Can I order that paper thru your website? I have browsed over there but didn't see any consumables. BTW I emailed you my shirt order.

I do a lot of small Unisub stuff and sell those double sided "dog tags for people".

thx


----------



## freebird1963 (Jan 21, 2007)

skdave said:


> Mark the paper i sell is transluctant . I can print some for you if you want . Call it a Christmas present. /no charge.


Thanks Dave
Will get with you after monday.
Thanks


----------



## dim116 (Nov 27, 2006)

I just use the full bleed template which is slightly larger than the plate itself. That way you have an outline of the plate on the paper to use to center it. I use this method with all sublimation items when not printing full bleed. Works like a charm.


----------



## skdave (Apr 11, 2008)

mgparrish said:


> Dave,
> 
> Can I order that paper thru your website? I have browsed over there but didn't see any consumables. BTW I emailed you my shirt order.
> 
> ...


 
Hi Mike,
Got the E-mail, will ship Tuesday. I will include some of the Dye sub paper for you to test.
It runs 50% cheaper than the paper you are using.


----------



## DaytonaDan (Jul 12, 2011)

freebird1963 said:


> Sublimating some license plates. They are white on one side , brushed aluminium on the other. Both sides are printable.
> Issue I am having is if I don't do a full color bleed print and leave the plate background its normal color I have one hell of a time getting the artwork straight when lining up the plate on the paper since I can't see through the paper or plate.
> 
> I figure I should be able to put something in the design outside the plate print area since I print on 13x19 paper or 11x17 if I do one plate per paper but if doing 2 or 3 then got a issue of no room for marks.
> ...


The licens plates I get are 12"x6". I make my print 12.2"x6.2". I place the print face-up and lay the tag on it, lining up the borders. Then I just tape it on two sides. 

dan


----------



## freebird1963 (Jan 21, 2007)

DaytonaDan said:


> The licens plates I get are 12"x6". I make my print 12.2"x6.2". I place the print face-up and lay the tag on it, lining up the borders. Then I just tape it on two sides.
> 
> dan


Same as mine. You get them from Digital Grafx in Tampa ?


----------



## DaytonaDan (Jul 12, 2011)

No, I get mine from Cobra Ink. They now have a second version that is thicker for a little more in price. 

dan
BTW - Have you tried to print on the brushed aluminum side? Unless it has the coating on it, I don't think you can print on it.


----------



## freebird1963 (Jan 21, 2007)

Yea the ones I get from Digital Grafx are coated on the white and brush sides. Brushed side look nice except for my miss aligning.

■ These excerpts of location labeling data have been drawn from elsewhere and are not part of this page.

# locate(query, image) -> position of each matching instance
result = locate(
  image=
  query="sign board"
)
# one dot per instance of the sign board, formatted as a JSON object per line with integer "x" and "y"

Size you mentioned is the same as theirs.


----------



## BRC (Mar 27, 2007)

When I talked to them at Digital Grafx they said that the coating on the back side was not as thick as on the front so you may want to coat it with a UV inhibitor such as Frog Juice.


----------



## freebird1963 (Jan 21, 2007)

Mike
You get the paper ? Can u see thru it ? How'd it press out ?


----------



## mgparrish (Jul 9, 2005)

freebird1963 said:


> Mike
> You get the paper ? Can u see thru it ? How'd it press out ?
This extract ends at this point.